Materials science needs to come a loooooong way to develop a solid material (that's as light as a gas) and exhibits similar properties. Perhaps once they figure out how to alter physics or find an alternative universe.


----------



## harryman (Nov 14, 2014)

Don't forget tunability. If you weigh 125 lbs or 225 lbs, would you run the same "pressure"? 

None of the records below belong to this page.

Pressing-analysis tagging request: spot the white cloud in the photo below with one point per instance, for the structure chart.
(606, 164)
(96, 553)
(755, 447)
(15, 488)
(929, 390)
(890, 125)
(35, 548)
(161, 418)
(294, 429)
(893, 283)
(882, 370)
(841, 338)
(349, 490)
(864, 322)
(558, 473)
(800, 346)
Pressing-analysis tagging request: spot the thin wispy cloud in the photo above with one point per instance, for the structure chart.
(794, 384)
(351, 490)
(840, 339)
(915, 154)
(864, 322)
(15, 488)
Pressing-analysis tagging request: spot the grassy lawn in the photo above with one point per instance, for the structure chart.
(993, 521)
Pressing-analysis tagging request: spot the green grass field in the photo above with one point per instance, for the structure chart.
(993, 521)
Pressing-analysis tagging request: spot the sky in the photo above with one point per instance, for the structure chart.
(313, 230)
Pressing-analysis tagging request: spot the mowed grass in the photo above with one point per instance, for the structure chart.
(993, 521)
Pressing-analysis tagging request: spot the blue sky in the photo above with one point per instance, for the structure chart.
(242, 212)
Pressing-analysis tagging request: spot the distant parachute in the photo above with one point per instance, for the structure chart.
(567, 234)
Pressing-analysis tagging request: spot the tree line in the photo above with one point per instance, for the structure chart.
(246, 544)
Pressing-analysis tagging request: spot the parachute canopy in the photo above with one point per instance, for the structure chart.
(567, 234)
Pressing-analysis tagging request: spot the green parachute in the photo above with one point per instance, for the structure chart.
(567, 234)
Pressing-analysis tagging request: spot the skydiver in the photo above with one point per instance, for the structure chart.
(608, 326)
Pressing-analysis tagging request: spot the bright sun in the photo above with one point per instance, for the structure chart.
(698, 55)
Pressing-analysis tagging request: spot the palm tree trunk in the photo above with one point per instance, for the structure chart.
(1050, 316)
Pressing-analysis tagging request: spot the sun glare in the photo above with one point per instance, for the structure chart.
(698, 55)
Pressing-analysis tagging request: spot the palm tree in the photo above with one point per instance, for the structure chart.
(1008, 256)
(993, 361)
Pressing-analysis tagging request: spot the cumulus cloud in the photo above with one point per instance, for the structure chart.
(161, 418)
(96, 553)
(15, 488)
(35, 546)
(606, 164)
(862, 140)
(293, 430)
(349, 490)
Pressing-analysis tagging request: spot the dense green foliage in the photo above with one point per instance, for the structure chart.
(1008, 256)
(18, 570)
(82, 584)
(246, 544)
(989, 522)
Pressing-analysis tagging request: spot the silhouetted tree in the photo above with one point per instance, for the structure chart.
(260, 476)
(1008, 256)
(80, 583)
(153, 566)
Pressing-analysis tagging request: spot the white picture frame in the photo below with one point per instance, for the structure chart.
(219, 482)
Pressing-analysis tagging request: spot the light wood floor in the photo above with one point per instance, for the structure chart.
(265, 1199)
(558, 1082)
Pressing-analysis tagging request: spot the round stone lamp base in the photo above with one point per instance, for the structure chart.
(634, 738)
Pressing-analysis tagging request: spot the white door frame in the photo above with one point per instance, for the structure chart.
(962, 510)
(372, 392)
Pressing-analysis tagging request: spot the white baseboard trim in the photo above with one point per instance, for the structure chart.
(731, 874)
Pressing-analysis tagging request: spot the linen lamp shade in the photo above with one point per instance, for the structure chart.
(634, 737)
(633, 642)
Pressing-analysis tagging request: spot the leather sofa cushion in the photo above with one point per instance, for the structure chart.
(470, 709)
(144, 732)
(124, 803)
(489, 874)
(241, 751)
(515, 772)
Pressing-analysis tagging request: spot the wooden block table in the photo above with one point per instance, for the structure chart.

If you don't want flats and are willing to deal with the goo, tubeless is pretty dang good.


----------



## bobf (Apr 3, 2015)

A cartoon I saw in an engineering magazine 15 years ago:

Frowning man says, "It's 2001! Where's my flying car??"


----------



## changingleaf (Aug 20, 2009)

Not only is solid rubber significantly heavier it creates significantly more rolling resistance than an inflatable tire. Rolling resistance is due to the energy lost when a tire flexes. The energy that was put into flexing the tire does not get fully recovered when it regains its shape. This is multiplied many times by a solid rubber tire.

See here:

https://en.wikipedia.org/wiki/Rolling_resistance


----------



## Opus51569 (Jul 21, 2009)

tlg said:


> Materials science needs to come a loooooong way to develop a solid material (that's as light as a gas) and exhibits similar properties. Perhaps once they figure out how to alter physics or find an alternative universe.





changingleaf said:


> Not only is solid rubber significantly heavier it creates significantly more rolling resistance than an inflatable tire. Rolling resistance is due to the energy lost when a tire flexes. The energy that was put into flexing the tire does not get fully recovered when it regains its shape. This is multiplied many times by a solid rubber tire.
> 
> See here:
> 
> https://en.wikipedia.org/wiki/Rolling_resistance


I was being a little facetious using the term "rubber". I realize a solid tire would need to be a different material. I wonder if there isn't something more along the lines of a stiff gel that would hold it's basic shape (not too liquid), but be able to flex and spring back more than foam.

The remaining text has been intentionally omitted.